而今天真田说了解散之后,柳还想和真田继续之前没说完的话题。

    真田却匆匆对他说了声抱歉:“今天我还有事,先走一步。”

    柳应了好。

    然后望着真田急切离开的背影,有些愕然。

    呃……该不会去找幸村去了吧?

    柳在心里胡乱猜测着。

    直到坐上前往东京的列车,真田才渐渐冷静下来。

    他有点难以置信自己也有头脑发热、一时冲动的时候。

    真田揉了揉眉心。

    他打电话给家里,告诉家人自己今天会晚些回去。

    接电话的是真田妈妈。

    她顺口问道:“有什么事要做吗?”

    真田不知为何犹豫了一下,才实话实说:“要去看望幸村。
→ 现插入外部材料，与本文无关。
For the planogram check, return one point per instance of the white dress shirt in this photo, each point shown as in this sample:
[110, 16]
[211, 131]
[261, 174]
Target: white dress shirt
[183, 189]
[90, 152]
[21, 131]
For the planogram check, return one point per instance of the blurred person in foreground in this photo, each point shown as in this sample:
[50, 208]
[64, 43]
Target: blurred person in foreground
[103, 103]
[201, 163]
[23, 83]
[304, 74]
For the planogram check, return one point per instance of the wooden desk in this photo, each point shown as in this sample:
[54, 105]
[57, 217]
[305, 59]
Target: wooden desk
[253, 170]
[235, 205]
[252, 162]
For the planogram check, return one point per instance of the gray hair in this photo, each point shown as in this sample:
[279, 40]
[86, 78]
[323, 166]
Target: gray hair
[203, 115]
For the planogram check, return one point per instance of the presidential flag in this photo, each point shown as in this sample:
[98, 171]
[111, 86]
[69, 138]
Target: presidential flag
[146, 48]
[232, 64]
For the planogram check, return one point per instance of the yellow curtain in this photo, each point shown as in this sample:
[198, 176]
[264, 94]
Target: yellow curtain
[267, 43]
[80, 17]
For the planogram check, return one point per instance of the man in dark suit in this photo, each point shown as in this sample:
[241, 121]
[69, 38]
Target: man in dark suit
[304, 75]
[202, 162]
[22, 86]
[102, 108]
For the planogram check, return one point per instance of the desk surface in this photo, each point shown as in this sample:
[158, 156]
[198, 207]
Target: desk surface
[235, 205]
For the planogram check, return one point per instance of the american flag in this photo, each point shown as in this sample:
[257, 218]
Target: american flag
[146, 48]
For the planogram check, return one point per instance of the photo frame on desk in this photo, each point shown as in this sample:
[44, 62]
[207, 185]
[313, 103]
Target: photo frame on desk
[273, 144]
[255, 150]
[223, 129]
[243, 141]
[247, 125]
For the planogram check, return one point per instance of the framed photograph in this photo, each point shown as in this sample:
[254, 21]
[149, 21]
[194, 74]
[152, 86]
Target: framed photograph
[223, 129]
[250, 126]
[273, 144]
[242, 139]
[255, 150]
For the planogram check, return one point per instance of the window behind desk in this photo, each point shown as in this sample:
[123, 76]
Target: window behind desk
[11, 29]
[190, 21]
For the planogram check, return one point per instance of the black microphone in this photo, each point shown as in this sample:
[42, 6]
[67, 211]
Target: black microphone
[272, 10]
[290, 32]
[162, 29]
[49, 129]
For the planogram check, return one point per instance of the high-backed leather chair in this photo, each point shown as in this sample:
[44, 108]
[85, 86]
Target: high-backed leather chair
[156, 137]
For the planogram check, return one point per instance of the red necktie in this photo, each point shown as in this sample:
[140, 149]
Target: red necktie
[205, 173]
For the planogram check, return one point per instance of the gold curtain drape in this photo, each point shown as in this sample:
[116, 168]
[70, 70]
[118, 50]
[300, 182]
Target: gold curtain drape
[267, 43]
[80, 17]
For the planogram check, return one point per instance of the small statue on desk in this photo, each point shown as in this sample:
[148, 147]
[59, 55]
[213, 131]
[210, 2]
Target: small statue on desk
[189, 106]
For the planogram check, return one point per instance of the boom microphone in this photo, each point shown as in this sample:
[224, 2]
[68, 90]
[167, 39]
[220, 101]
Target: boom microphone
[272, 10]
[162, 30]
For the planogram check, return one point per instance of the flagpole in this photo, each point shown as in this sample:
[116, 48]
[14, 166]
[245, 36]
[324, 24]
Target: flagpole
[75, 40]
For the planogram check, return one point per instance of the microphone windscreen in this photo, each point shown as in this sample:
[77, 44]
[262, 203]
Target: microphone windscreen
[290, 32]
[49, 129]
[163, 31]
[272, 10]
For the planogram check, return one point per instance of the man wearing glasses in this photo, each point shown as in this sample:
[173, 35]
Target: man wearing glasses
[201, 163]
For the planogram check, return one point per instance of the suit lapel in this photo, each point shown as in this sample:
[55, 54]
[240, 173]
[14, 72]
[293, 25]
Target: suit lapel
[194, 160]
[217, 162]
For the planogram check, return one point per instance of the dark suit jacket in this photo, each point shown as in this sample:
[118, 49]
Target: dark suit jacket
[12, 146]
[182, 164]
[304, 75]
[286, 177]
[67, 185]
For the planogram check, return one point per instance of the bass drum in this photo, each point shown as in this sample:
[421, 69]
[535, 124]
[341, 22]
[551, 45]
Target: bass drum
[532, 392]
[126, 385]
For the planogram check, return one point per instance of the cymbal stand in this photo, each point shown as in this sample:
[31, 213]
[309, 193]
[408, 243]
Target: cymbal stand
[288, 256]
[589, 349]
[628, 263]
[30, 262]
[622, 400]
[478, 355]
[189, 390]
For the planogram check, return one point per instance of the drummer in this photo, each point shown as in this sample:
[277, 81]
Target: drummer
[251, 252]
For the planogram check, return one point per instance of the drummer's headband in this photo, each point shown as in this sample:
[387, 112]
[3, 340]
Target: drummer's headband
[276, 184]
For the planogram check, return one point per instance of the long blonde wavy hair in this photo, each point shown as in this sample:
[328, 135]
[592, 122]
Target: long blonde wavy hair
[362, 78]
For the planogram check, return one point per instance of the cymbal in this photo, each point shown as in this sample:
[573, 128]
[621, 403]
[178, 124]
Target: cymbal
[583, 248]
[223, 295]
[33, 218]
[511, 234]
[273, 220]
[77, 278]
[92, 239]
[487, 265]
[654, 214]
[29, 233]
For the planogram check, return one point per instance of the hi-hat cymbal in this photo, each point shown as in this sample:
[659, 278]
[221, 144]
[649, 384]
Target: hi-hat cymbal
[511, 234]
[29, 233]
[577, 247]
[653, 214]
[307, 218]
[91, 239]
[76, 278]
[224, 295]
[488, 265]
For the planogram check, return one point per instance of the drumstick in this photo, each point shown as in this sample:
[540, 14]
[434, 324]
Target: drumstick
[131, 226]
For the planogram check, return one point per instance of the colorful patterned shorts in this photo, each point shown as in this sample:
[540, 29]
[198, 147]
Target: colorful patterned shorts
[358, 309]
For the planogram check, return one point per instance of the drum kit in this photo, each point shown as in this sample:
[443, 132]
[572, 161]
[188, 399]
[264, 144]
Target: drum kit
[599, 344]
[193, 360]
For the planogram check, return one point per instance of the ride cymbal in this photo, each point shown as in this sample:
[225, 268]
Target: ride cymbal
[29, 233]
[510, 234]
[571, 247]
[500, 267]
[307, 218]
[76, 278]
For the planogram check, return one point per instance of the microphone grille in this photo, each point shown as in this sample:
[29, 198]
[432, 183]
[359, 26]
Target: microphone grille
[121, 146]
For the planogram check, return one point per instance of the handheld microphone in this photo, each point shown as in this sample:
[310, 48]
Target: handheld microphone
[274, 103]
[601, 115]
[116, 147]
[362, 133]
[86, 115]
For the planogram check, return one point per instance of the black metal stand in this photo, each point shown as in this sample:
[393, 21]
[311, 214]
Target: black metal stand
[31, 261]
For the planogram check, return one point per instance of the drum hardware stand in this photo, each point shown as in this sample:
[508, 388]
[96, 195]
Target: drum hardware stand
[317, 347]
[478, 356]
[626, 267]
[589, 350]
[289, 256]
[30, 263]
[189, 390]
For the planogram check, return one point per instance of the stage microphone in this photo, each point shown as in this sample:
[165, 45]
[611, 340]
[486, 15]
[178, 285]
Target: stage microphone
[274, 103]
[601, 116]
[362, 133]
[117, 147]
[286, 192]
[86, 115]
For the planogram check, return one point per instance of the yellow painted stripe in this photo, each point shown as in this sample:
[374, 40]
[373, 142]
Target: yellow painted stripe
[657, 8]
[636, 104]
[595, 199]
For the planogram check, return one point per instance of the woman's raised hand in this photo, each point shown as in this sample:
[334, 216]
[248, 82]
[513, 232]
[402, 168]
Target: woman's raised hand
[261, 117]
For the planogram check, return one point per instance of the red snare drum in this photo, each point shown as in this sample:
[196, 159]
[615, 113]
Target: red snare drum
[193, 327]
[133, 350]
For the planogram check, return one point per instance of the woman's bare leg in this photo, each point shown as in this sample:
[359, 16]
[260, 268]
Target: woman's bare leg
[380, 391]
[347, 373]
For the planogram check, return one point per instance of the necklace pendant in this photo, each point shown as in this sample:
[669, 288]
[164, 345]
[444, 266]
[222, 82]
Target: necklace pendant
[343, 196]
”

    这段时间真田妈妈已经对真田经常去看望幸村一事习以为常,虽然有些奇怪为什么这次会突然决定在部活后才去探视,不过真田妈妈并没有多说什么,只是嘱咐了一句“注意安全”。

    到达医院的时候已经快八点了。

    距离医院越近越期待的真田突然发现,医院的大门紧闭。

    他这才意识到,自己错过了平时的探视时间。

    之前有多期待现在就有多失落。

    真田握着手机,一边犹豫要不要给忍足打个电话,拜托医院通融一下,一边绕着医院的大楼走了半圈,找到幸村病房的窗户。

    他想先确定一下幸村有没有休息。

    房间里面正亮着灯。

    真田眼睛也随之一亮。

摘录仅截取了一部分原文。